I am trying to improve the performance of the threaded application with real-time deadlines. It is running on Windows Mobile and written in C / C++. I have a suspicion that high frequency of thread switching might be causing tangible overhead, but can neither prove it or disprove it. As everybody knows, lack of proof is not a proof of opposite :).
Thus my question is twofold:
If exists at all, where can I find any actual measurements of the cost of switching thread context?
Without spending time writing a test application, what are the ways to estimate the thread switching overhead in the existing application?
Does anyone know a way to find out the number of context switches (on / off) for a given thread?
While you said you don't want to write a test application, I did this for a previous test on an ARM9 Linux platform to find out what the overhead is. It was just two threads that would boost::thread::yield() (or, you know) and increment some variable, and after a minute or so (without other running processes, at least none that do something), the app printed how many context switches it could do per second. Of course this is not really exact, but the point is that both threads yielded the CPU to each other, and it was so fast that it just didn't make sense any more to think about the overhead. So, simply go ahead and just write a simple test instead of thinking too much about a problem that may be non-existent.

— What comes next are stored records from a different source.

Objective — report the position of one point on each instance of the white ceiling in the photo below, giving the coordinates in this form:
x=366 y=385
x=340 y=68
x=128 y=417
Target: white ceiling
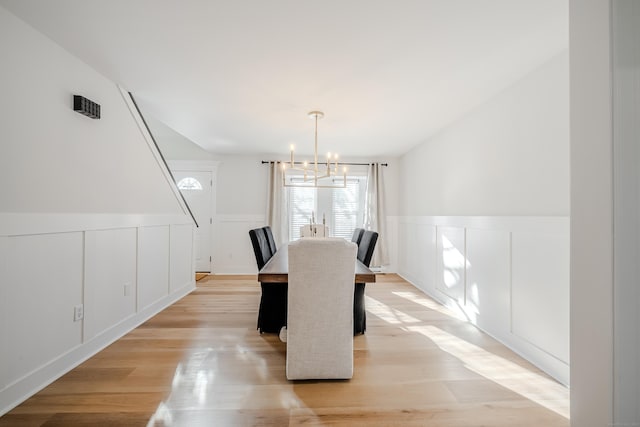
x=239 y=76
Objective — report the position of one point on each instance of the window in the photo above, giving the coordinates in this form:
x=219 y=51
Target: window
x=189 y=183
x=342 y=208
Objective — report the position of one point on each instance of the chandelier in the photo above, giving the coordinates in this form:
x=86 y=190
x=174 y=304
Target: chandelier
x=314 y=176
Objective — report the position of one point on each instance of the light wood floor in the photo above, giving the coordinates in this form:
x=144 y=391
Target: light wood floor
x=201 y=362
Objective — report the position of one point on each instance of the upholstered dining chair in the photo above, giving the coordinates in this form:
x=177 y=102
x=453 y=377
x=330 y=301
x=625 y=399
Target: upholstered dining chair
x=272 y=312
x=366 y=246
x=357 y=235
x=261 y=248
x=365 y=251
x=319 y=313
x=270 y=239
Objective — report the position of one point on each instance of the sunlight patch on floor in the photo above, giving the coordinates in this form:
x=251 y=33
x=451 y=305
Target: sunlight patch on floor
x=533 y=386
x=432 y=305
x=388 y=314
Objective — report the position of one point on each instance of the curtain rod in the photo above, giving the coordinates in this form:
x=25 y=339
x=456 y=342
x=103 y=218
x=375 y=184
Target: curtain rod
x=323 y=163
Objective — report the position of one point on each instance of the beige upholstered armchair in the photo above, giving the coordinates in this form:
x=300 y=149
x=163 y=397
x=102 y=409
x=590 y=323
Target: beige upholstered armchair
x=320 y=309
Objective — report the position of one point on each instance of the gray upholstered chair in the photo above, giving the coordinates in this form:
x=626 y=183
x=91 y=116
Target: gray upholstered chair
x=320 y=309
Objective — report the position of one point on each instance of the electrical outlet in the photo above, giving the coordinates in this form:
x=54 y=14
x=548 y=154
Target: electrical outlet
x=78 y=312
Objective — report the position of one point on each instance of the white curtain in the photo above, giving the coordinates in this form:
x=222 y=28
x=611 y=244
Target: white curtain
x=375 y=217
x=277 y=215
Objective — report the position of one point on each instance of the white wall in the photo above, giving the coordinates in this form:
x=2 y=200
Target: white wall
x=241 y=197
x=483 y=225
x=591 y=214
x=507 y=275
x=626 y=150
x=87 y=216
x=174 y=146
x=508 y=157
x=112 y=172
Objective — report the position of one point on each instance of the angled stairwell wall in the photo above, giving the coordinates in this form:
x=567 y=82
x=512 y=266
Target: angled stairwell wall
x=88 y=216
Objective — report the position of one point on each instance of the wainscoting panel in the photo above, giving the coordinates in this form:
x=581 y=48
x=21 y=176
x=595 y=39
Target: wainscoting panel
x=540 y=298
x=489 y=280
x=233 y=253
x=507 y=275
x=110 y=279
x=451 y=259
x=45 y=284
x=47 y=268
x=153 y=265
x=182 y=262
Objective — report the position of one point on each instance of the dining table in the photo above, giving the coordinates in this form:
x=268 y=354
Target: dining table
x=274 y=278
x=276 y=270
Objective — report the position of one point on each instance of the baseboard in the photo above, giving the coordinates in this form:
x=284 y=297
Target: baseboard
x=19 y=391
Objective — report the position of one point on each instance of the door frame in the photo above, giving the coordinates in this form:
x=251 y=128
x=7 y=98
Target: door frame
x=202 y=166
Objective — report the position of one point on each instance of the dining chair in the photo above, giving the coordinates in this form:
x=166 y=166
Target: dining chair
x=365 y=252
x=272 y=311
x=366 y=246
x=357 y=235
x=319 y=314
x=270 y=239
x=261 y=248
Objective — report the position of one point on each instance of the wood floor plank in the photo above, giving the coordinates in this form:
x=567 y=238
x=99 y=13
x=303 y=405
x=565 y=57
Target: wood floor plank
x=201 y=362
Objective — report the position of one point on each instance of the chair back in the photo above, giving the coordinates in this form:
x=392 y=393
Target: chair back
x=357 y=235
x=320 y=309
x=314 y=230
x=270 y=239
x=366 y=246
x=260 y=245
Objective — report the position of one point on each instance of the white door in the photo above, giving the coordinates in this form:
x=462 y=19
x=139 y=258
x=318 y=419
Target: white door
x=196 y=187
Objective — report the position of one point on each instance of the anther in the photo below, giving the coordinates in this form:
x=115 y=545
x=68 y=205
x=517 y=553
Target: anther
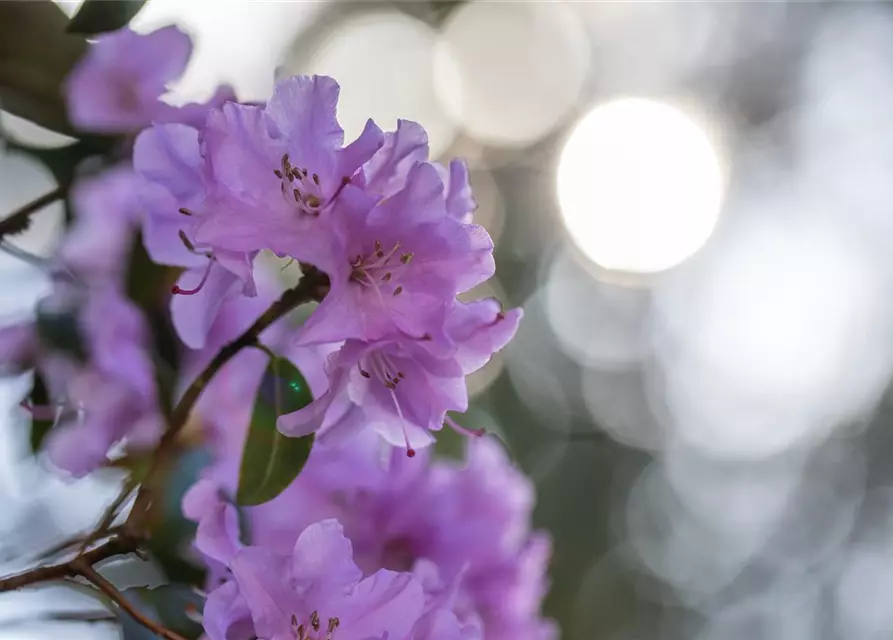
x=186 y=242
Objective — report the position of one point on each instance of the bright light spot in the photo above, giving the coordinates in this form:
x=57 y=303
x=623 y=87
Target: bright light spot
x=510 y=72
x=391 y=79
x=639 y=186
x=775 y=337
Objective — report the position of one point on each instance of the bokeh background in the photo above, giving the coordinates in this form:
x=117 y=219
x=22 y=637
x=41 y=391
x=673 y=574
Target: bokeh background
x=693 y=202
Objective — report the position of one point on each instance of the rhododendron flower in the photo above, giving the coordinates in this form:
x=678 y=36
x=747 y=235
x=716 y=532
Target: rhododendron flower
x=315 y=591
x=173 y=191
x=463 y=530
x=399 y=264
x=403 y=387
x=117 y=86
x=386 y=173
x=103 y=400
x=279 y=170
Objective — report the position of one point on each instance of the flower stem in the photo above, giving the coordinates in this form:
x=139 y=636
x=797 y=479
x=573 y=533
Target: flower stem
x=19 y=219
x=93 y=577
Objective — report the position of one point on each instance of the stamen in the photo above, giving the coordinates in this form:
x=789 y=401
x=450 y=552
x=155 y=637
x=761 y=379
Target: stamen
x=176 y=290
x=186 y=241
x=458 y=428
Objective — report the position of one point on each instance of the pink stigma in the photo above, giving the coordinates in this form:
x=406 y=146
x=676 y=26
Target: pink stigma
x=176 y=290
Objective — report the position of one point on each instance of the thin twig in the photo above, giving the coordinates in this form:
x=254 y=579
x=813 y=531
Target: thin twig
x=313 y=286
x=76 y=540
x=109 y=515
x=19 y=219
x=121 y=544
x=91 y=575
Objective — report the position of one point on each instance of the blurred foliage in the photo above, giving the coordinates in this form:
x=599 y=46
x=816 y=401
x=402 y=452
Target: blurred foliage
x=101 y=16
x=39 y=397
x=173 y=534
x=36 y=54
x=169 y=605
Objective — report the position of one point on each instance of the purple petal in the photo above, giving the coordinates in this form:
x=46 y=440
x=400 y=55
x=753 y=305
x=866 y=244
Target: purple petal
x=322 y=561
x=460 y=201
x=354 y=155
x=194 y=314
x=217 y=536
x=387 y=172
x=265 y=588
x=100 y=238
x=385 y=603
x=116 y=86
x=304 y=108
x=226 y=614
x=480 y=329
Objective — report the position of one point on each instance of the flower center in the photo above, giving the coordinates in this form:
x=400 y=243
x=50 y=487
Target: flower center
x=311 y=630
x=303 y=188
x=378 y=365
x=380 y=269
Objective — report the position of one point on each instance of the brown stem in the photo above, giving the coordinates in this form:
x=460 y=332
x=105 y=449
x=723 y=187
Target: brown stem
x=92 y=576
x=119 y=545
x=18 y=220
x=313 y=286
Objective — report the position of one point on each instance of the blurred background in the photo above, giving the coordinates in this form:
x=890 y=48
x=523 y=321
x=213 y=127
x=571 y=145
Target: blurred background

Other than that, you might try like 1800 suggested with performance counters.
Oh, and I remember an application running on Windows CE 4.X, where we also have four threads with intensive switching at times, and never ran into performance issues. We also tried to implement the core threading thing without threads at all, and saw no performance improvement (the GUI just responded much slower, but everything else was the same). Maybe you can try the same, by either reducing the number of context switches or by removing threads completely (just for testing).